Provides access to Google’s Gemini Live API.

This service enables real-time conversations with Gemini, supporting both text and audio modalities. It handles voice transcription, streaming audio responses, and tool usage.

Settings: alias of GeminiLiveLLMSettings

adapter_class: alias of GeminiLLMAdapter

__init__(*, api_key: str, model: str | None = None, voice_id: str = 'Charon', start_audio_paused: bool = False, start_video_paused: bool = False, system_instruction: str | None = None, tools: list[dict] | ToolsSchema | None = None, params: InputParams | None = None, settings: GeminiLiveLLMSettings | None = None, inference_on_context_initialization: bool = True, file_api_base_url: str = 'https://generativelanguage.googleapis.com/v1beta/files', http_options: HttpOptions | None = None, **kwargs)[source]

Initialize the Gemini Live LLM service.

Parameters:

api_key – Google AI API key for authentication.
model –
Model identifier to use.

Deprecated since version 0.0.105: Use settings=GeminiLiveLLMService.Settings(model=...) instead.
voice_id –
TTS voice identifier. Defaults to “Charon”.
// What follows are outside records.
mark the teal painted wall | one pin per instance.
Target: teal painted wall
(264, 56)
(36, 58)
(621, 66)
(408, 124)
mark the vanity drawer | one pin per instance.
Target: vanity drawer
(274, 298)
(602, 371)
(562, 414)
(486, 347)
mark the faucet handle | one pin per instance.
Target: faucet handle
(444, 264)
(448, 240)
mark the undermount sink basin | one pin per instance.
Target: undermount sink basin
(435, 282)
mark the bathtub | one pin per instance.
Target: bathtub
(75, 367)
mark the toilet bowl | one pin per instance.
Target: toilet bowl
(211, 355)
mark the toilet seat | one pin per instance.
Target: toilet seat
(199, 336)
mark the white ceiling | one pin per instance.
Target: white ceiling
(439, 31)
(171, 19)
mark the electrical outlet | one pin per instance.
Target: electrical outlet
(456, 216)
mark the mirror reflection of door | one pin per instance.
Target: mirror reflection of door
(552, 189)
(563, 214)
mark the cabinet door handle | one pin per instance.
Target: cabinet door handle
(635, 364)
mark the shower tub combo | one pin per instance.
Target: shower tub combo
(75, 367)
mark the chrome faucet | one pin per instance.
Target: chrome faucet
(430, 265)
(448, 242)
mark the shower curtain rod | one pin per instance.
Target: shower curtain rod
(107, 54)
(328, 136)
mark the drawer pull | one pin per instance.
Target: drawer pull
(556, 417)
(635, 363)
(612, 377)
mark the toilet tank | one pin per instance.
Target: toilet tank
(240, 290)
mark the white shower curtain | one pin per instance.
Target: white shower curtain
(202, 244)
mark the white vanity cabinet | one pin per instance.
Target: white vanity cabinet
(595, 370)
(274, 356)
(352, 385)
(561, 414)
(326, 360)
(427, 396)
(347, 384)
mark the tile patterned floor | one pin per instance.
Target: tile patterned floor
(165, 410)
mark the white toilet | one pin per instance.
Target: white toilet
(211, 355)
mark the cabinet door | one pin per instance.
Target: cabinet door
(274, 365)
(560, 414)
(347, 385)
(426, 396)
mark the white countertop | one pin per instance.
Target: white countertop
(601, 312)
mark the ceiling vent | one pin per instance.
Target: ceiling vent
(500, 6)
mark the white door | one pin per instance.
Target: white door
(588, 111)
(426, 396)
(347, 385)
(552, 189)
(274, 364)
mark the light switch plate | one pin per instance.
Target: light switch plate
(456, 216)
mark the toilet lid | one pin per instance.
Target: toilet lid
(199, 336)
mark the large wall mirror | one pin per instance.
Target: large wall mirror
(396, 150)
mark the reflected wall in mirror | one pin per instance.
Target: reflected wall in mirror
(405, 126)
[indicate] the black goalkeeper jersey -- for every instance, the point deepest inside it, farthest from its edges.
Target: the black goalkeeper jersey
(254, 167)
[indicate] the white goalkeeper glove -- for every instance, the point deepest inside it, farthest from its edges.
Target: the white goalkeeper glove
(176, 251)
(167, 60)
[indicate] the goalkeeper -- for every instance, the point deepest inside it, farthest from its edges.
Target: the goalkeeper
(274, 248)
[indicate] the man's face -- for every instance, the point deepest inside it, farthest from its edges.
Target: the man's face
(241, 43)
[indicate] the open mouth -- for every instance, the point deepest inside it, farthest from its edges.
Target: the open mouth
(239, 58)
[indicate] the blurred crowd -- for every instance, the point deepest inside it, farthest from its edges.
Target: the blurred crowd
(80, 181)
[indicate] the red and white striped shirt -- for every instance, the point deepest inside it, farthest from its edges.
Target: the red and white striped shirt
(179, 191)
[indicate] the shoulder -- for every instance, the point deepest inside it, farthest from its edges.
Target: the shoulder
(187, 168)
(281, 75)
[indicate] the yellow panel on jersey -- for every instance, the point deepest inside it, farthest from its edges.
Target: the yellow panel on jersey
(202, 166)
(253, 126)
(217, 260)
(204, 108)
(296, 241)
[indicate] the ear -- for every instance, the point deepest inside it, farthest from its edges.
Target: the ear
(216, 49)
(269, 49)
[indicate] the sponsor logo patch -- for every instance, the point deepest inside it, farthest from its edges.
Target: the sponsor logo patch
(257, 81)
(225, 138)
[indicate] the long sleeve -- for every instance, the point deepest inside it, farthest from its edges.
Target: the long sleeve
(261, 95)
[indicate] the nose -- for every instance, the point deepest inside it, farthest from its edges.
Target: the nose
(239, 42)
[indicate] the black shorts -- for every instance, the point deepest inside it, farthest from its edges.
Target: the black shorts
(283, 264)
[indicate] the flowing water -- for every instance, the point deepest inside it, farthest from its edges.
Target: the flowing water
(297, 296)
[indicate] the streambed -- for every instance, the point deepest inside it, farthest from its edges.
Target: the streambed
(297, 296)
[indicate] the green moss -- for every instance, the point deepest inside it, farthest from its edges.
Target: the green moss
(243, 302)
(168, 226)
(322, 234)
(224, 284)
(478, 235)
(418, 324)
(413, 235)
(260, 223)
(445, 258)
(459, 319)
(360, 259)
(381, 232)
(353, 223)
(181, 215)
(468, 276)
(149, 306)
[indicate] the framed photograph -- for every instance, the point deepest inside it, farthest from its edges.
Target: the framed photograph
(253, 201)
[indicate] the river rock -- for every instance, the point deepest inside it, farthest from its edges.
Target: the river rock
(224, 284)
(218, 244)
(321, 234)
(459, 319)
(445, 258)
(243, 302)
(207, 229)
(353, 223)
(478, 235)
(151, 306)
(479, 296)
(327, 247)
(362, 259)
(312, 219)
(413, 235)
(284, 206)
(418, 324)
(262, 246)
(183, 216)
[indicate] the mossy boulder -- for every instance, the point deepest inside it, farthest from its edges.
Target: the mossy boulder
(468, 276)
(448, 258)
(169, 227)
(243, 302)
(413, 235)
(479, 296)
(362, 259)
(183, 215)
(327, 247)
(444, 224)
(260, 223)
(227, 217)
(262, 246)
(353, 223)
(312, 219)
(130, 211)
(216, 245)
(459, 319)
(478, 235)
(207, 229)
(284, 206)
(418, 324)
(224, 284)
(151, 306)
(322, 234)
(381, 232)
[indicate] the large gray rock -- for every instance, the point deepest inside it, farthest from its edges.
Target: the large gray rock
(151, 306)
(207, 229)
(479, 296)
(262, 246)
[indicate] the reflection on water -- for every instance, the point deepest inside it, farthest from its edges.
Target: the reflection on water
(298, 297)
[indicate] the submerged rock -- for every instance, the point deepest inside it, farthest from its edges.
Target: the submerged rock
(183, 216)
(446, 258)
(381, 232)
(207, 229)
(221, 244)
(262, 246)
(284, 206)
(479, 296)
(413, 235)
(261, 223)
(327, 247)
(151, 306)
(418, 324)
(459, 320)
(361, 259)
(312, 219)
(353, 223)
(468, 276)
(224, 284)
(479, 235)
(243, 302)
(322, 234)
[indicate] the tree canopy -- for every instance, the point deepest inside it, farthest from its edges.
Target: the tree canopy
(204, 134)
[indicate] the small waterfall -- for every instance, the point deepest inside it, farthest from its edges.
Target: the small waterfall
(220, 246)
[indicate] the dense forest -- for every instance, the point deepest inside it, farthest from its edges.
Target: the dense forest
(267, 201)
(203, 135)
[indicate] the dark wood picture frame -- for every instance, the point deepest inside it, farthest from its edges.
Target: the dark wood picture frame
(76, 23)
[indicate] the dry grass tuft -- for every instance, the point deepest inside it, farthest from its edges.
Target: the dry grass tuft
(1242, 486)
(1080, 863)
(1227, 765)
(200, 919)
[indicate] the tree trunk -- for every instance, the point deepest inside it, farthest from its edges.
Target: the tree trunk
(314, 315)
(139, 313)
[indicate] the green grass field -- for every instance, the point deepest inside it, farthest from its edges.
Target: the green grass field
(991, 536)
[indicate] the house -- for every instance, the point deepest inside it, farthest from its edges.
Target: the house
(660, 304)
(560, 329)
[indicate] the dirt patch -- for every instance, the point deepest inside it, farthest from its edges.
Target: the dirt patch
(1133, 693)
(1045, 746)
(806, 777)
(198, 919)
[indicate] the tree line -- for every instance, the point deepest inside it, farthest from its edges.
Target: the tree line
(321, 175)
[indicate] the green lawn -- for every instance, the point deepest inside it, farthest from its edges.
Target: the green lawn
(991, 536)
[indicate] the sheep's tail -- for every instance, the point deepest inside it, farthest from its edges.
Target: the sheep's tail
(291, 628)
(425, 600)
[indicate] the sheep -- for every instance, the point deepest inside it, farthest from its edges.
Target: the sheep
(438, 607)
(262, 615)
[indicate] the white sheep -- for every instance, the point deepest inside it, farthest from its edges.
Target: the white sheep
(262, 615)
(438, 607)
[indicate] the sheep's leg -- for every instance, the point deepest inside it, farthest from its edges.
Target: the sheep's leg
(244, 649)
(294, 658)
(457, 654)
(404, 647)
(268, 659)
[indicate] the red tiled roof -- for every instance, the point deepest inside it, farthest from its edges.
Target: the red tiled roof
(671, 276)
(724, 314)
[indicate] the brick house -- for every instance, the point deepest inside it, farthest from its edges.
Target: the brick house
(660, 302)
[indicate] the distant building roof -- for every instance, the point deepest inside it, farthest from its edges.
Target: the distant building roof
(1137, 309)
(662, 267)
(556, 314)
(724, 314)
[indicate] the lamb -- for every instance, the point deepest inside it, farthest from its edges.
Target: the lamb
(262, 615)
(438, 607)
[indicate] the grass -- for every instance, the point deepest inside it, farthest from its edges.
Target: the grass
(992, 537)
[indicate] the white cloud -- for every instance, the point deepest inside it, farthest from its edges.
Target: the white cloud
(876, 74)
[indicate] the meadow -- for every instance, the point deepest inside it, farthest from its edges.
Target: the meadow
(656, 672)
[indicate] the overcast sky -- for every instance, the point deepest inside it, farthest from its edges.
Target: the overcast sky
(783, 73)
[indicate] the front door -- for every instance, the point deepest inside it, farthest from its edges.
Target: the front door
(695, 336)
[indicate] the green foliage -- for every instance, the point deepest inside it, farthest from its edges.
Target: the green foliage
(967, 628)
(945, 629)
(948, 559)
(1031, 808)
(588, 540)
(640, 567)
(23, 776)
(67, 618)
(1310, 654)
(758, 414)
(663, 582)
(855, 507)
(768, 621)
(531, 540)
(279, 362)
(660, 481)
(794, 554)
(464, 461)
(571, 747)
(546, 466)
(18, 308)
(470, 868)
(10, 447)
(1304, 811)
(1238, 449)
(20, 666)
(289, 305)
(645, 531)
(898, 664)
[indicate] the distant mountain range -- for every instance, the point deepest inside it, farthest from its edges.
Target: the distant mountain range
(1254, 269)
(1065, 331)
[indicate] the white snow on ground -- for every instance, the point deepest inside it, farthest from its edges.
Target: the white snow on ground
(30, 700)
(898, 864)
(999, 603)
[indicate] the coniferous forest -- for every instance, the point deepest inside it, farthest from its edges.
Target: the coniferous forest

Deprecated since version 0.0.105: Use settings=GeminiLiveLLMService.Settings(voice=...) instead.
start_audio_paused – Whether to start with audio input paused. Defaults to False.
start_video_paused – Whether to start with video input paused. Defaults to False.
system_instruction – System prompt for the model. Defaults to None.
tools – Tools/functions available to the model. Defaults to None.
params –
Configuration parameters for the model.

Deprecated since version 0.0.105: Use settings=GeminiLiveLLMService.Settings(...) instead.
settings – Gemini Live LLM settings. If provided together with deprecated top-level parameters, the settings values take precedence.
inference_on_context_initialization – Whether to generate a response when context is first set. Defaults to True.
file_api_base_url – Base URL for the Gemini File API. Defaults to the official endpoint.
http_options – HTTP options for the client.
**kwargs – Additional arguments passed to parent LLMService.

create_client()[source]: Create the Gemini API client instance. Subclasses can override this.

property file_api: GeminiFileAPI

Get the Gemini File API client instance. Subclasses can override this.

Returns:: The Gemini File API client.

can_generate_metrics() → bool[source]

Check if the service can generate usage metrics.

Returns:: True as Gemini Live supports token usage metrics.

set_audio_input_paused(paused: bool)[source]

Set the audio input pause state.

Parameters:: paused – Whether to pause audio input.

set_video_input_paused(paused: bool)[source]

Set the video input pause state.

Parameters:: paused – Whether to pause video input.

set_model_modalities(modalities: GeminiModalities)[source]

Set the model response modalities.

Parameters:: modalities – The modalities to use for responses.

set_language(language: Language)[source]

Set the language for generation.

Parameters:: language – The language to use for generation.

async start(frame: StartFrame)[source]

Start the service and establish connection.

Parameters:: frame – The start frame.

async stop(frame: EndFrame)[source]

Stop the service and close connections.

Parameters:: frame – The end frame.

async cancel(frame: CancelFrame)[source]

Cancel the service and close connections.

Parameters:: frame – The cancel frame.

async process_frame(frame: Frame, direction: FrameDirection)[source]

Process incoming frames for the Gemini Live service.

Parameters:

frame – The frame to process.
direction – The frame processing direction.